# Favorite Doeling



## ALBoerGoats (Dec 27, 2015)

This girl is definitely my favorite doeling this year! She was one of the premature triplets we had born in February. She is 6 weeks old now and looking great! And she is fullblood so that is great too.


----------



## SalteyLove (Jun 18, 2011)

Man what a front end on her!


----------



## Moers kiko boars (Apr 23, 2018)

Looks show ring ready! Very nice!


----------



## MellonFriend (Aug 8, 2017)

Woah man, that's a good looking goat!!!


----------



## ksalvagno (Oct 6, 2009)

Wow! Wouldn't have guessed she was premature.


----------



## GoofyGoat (Sep 21, 2018)

Dang, she’s built! 
Gorgeous, you’d never know she was a premie, she caught up really well. 
Do you show? She’d turn some heads for sure


----------



## Tanya (Mar 31, 2020)

She is a real stunner


----------



## ALBoerGoats (Dec 27, 2015)

Thank you all! She's come a long way from being a 5 lb preemie.

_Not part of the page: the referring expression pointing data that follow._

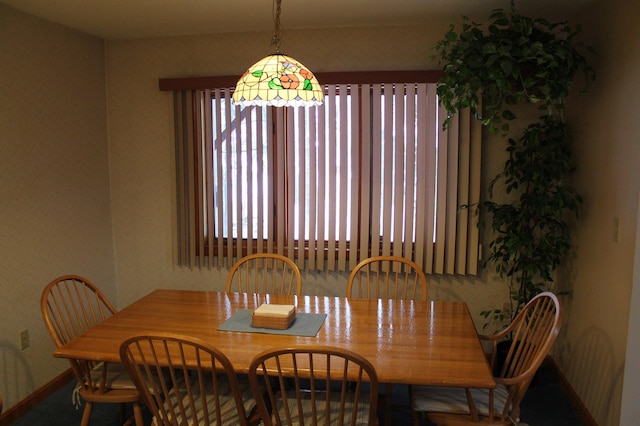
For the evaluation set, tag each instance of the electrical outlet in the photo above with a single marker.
(24, 339)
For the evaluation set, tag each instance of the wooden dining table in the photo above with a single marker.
(408, 342)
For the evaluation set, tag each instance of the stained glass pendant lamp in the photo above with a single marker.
(278, 80)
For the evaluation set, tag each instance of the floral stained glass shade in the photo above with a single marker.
(278, 80)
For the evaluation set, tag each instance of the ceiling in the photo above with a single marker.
(129, 19)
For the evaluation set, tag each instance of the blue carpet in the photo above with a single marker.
(545, 404)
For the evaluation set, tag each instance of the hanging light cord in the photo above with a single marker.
(275, 40)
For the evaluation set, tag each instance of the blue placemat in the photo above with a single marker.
(305, 324)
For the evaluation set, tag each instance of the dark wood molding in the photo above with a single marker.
(352, 77)
(39, 395)
(577, 403)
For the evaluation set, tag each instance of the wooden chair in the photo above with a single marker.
(265, 273)
(308, 385)
(70, 306)
(532, 333)
(206, 391)
(387, 277)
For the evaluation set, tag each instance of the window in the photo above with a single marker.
(369, 172)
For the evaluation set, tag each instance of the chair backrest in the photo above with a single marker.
(322, 385)
(265, 273)
(532, 333)
(387, 277)
(70, 306)
(204, 392)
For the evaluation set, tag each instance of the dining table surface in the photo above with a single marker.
(407, 341)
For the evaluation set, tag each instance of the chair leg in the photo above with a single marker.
(137, 413)
(86, 414)
(388, 403)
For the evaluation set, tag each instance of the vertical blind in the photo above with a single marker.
(370, 172)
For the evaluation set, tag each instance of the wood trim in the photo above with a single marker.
(573, 397)
(39, 395)
(361, 77)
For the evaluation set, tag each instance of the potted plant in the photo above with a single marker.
(516, 64)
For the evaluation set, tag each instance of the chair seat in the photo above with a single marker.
(362, 414)
(117, 376)
(228, 409)
(116, 381)
(435, 399)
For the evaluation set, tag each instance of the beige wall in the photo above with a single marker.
(140, 159)
(55, 215)
(606, 133)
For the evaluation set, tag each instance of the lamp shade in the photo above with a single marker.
(278, 80)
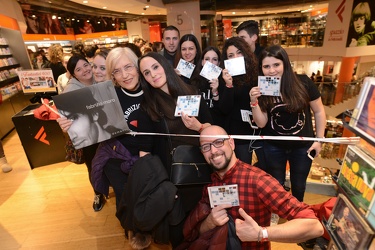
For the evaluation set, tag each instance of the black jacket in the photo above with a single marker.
(149, 201)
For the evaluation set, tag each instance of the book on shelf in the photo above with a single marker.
(332, 245)
(357, 177)
(363, 117)
(347, 227)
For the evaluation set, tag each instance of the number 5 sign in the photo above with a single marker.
(185, 16)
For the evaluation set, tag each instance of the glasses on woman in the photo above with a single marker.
(127, 69)
(218, 143)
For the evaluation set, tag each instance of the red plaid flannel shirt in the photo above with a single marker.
(260, 195)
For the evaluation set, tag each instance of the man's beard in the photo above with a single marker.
(224, 165)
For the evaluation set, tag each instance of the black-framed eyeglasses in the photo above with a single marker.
(218, 143)
(127, 69)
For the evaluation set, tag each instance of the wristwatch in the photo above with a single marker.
(265, 234)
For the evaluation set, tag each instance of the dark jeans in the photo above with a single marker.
(244, 152)
(89, 153)
(117, 178)
(299, 163)
(1, 150)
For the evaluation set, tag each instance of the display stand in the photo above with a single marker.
(355, 182)
(43, 141)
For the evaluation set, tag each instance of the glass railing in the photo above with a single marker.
(328, 91)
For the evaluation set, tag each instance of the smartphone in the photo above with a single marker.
(311, 154)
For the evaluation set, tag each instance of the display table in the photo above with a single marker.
(43, 141)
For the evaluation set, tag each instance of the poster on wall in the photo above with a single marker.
(361, 31)
(46, 23)
(35, 81)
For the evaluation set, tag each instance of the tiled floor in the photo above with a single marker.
(50, 207)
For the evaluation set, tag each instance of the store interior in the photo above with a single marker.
(47, 204)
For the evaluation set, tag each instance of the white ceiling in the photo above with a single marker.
(156, 7)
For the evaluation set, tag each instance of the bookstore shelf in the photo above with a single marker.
(355, 181)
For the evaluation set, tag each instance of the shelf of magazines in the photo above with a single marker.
(352, 222)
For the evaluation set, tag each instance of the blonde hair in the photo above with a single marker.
(55, 53)
(115, 56)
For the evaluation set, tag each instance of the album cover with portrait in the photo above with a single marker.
(96, 114)
(347, 227)
(363, 117)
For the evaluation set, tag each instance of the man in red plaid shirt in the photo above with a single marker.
(259, 196)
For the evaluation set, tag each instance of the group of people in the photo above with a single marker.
(362, 25)
(148, 86)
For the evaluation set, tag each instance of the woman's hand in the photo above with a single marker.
(177, 72)
(214, 85)
(227, 78)
(191, 122)
(317, 146)
(64, 123)
(254, 94)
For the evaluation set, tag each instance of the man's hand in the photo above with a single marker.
(64, 123)
(247, 229)
(217, 217)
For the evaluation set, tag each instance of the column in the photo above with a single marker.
(138, 28)
(345, 76)
(186, 17)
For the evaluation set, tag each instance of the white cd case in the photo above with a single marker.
(227, 194)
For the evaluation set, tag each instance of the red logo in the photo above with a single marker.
(340, 10)
(41, 136)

I do plan on getting her into the show ring. If we have any shows this year. I think she would do great.

Her brother and sister are looking great two. I pulled these two at birth and they have been on a free choice lambar since. The buckling will be headed to Colorado at weaning.


----------



## Tanya (Mar 31, 2020)

You have beautiful goats.


----------



## toth boer goats (Jul 20, 2008)

Very nice.


----------